The Circle Economy Foundation is primarily focus on assessing and improving circularity at the value chain or national level, rather than working one-on-one with individual companies. Our approach aligns closely with the strategies I have previously outlined, which involve analysis, action, and scaling up.
One key tool we offer is in the realm of capacity building. Our training programmes aim to empower internal teams within organisations. Increasingly, we adopt a ‘train the trainer’ model. The idea here is to equip a small group of people within an organisation with specialised knowledge on a particular subject, such as circular design. These individuals then become in-house trainers who can pass on their knowledge to colleagues. This enables the organisation to build its own capacity for circular practices, making it self-sufficient in that regard.
The goal of our capacity-building efforts is to eventually make companies so proficient in circular practices that they can continue to drive progress on their own, reducing their need for external consultation and support.

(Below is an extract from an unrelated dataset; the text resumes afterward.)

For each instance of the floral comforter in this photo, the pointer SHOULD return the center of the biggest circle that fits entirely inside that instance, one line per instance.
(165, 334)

What are your future plans?

The interest in the circular economy has grown exponentially over the past decade, far beyond what I personally could ever have initially imagined. It is no longer a niche topic discussed only by a select few; it has become a subject of dinner table conversations and boardrooms worldwide. Our aim at Circle Economy Foundation is to continuously challenge the status quo by asking difficult questions about what comes next.
In recent years, we have focused on shedding light on under-explored issues within the circular economy space. For example, we have looked into the social dimensions and the concept of a just transition, as well as the potential negative rebound effects of adopting specific circular strategies. While it may seem counterintuitive for an organisation like Circle Economy to explore these areas, it is crucial to critically examine our assumptions about the benefits of this model and design and lead this circular transition with the utmost intent and rigour.
Moving forward, we plan to continue probing lesser-understood or known aspects within the realm of circularity. We also aim to continue to expand our reach beyond Europe, focusing on building meaningful global partnerships. The intent is to allow these international collaborations to shape both our work and approach. As we proceed, expect to see an increased emphasis on value chain aspects and continued expansion into key sectors.
Interviewer: Shilpi Panjabi
Published on: 27/10/2023

DISCLAIMER: All views and opinions expressed in this column are solely of the interviewee, and they do not reflect in any way the opinion of Fibre2Fashion.com.